IBM has recently patented a new method that aims to revolutionize the training process for Language Learning Models (LLMs) in the enterprise sector. Deep learning AI models like GenAI chatbots require a significant amount of data for effective training, posing challenges in terms of effort, compliance, and cost. To address this issue, IBM is looking to utilize synthetic data to satisfy the data requirements of AI models.
The tech giant’s innovative system for synthetic data generation involves creating simulated authentic data from real users through a method known as Large-Scale Alignment for Chatbots (LAB). This approach systematically generates synthetic data tailored to the specific tasks that developers want their chatbots to perform, ultimately streamlining the training process for LLMs.
IBM acknowledges that the quality and relevance of data significantly impact the effectiveness of AI models and recognizes the bottleneck posed by the need for accurate and representative training data. The LAB method aims to mitigate these challenges by continuously integrating new knowledge and capabilities into the model without erasing existing learnings, resulting in a wealth of processed data for training purposes.
A key component of the new data generation method is a taxonomy-based approach that classifies data into various categories and subcategories. IBM’s taxonomy segregates instruction data into three main categories: knowledge, foundational skills, and compositional skills. By mapping out the existing skills and knowledge of the chatbot, developers can identify gaps that need to be filled to enhance the model’s performance.
Furthermore, IBM’s patent highlights the deployment of a second LLM, referred to as a teacher model, which generates instructions based on a question-answer framework. This teacher model plays a crucial role in refining the simulation by providing instructions for each category while maintaining quality control. The progressive training approach enables the AI model to build upon its existing knowledge base, akin to human learning progression.

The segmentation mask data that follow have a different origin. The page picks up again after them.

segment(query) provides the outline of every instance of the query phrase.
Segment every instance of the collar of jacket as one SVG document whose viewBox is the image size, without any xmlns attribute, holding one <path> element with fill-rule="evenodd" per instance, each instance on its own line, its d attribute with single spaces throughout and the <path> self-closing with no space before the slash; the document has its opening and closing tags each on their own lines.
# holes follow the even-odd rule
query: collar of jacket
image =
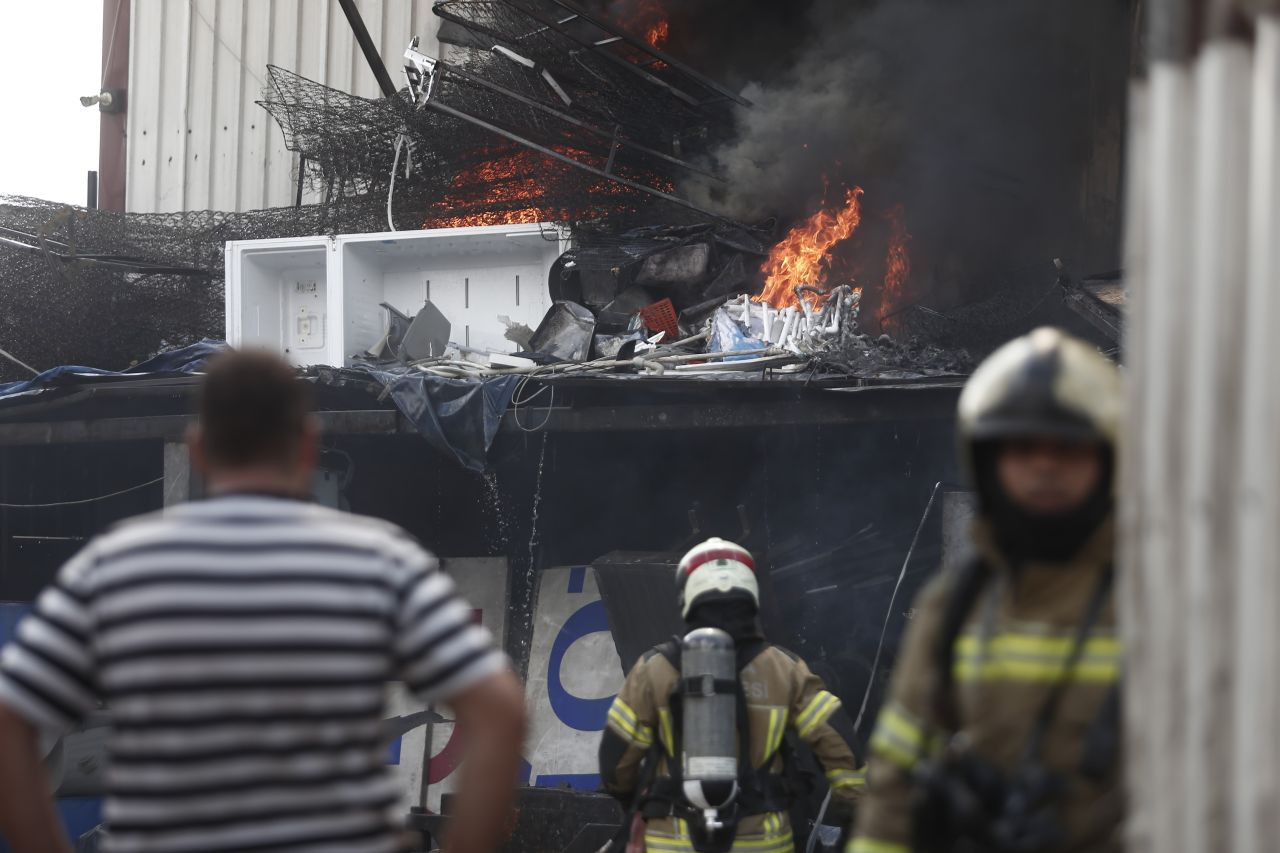
<svg viewBox="0 0 1280 853">
<path fill-rule="evenodd" d="M 987 565 L 999 572 L 1012 574 L 1012 564 L 1001 552 L 999 546 L 996 545 L 995 532 L 991 529 L 991 522 L 985 518 L 979 518 L 973 523 L 972 533 L 977 553 L 986 561 Z M 1113 512 L 1098 525 L 1098 529 L 1085 540 L 1084 545 L 1080 547 L 1080 550 L 1076 551 L 1071 559 L 1061 563 L 1026 563 L 1019 568 L 1018 574 L 1034 576 L 1042 572 L 1061 574 L 1064 571 L 1087 571 L 1089 574 L 1098 574 L 1115 563 L 1115 551 L 1116 522 L 1115 513 Z"/>
</svg>

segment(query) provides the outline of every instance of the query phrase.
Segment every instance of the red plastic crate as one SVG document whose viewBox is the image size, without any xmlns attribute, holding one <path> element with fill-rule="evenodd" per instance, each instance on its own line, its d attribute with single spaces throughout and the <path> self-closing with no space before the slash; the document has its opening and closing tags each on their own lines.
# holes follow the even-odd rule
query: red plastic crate
<svg viewBox="0 0 1280 853">
<path fill-rule="evenodd" d="M 640 319 L 651 332 L 666 332 L 663 343 L 671 343 L 680 338 L 680 322 L 676 319 L 676 306 L 670 299 L 663 299 L 640 309 Z"/>
</svg>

The use of synthetic data also offers added privacy benefits, as it enables the modeling of human behaviors, interactions, and choices without compromising user privacy. However, despite the advantages of synthetic data, there are associated risks, particularly in industries like healthcare and finance where closely mimicking real user data can pose challenges.
To test the effectiveness of the LAB method, IBM Research generated a synthetic dataset comprising 1.2 million instructions and utilized this data to train two open-source LLMs. The results demonstrated that both LLMs performed comparably or better than state-of-the-art chatbots across various benchmarks. IBM also leveraged the synthetic data to enhance its enterprise-focused Granite models on IBM watsonx.
IBM attributes the success of the LAB method to two key factors. Firstly, the teacher model’s ability to generate synthetic examples from each leaf node of the taxonomy, allowing for a broader coverage of target tasks. Secondly, the method enables the incorporation of new skills and knowledge into the base LLM without necessitating the teacher model to assimilate additional information. This streamlined approach eliminates the need for an all-powerful teacher model that imparts its capabilities to the base model.
The company’s patent suggests a potential surge in demand for AI services and highlights the profitability of offering AI support to enterprises building their own models. By utilizing synthetic data, IBM aims to provide a less resource-intensive alternative to collecting authentic user data, thereby facilitating efficient AI development.
In conclusion, IBM’s innovative approach to synthetic data generation marks a significant milestone in AI training processes. By leveraging the LAB method and taxonomy-based classification, the tech giant aims to enhance the efficiency and effectiveness of AI models, paving the way for advancements in enterprise AI development.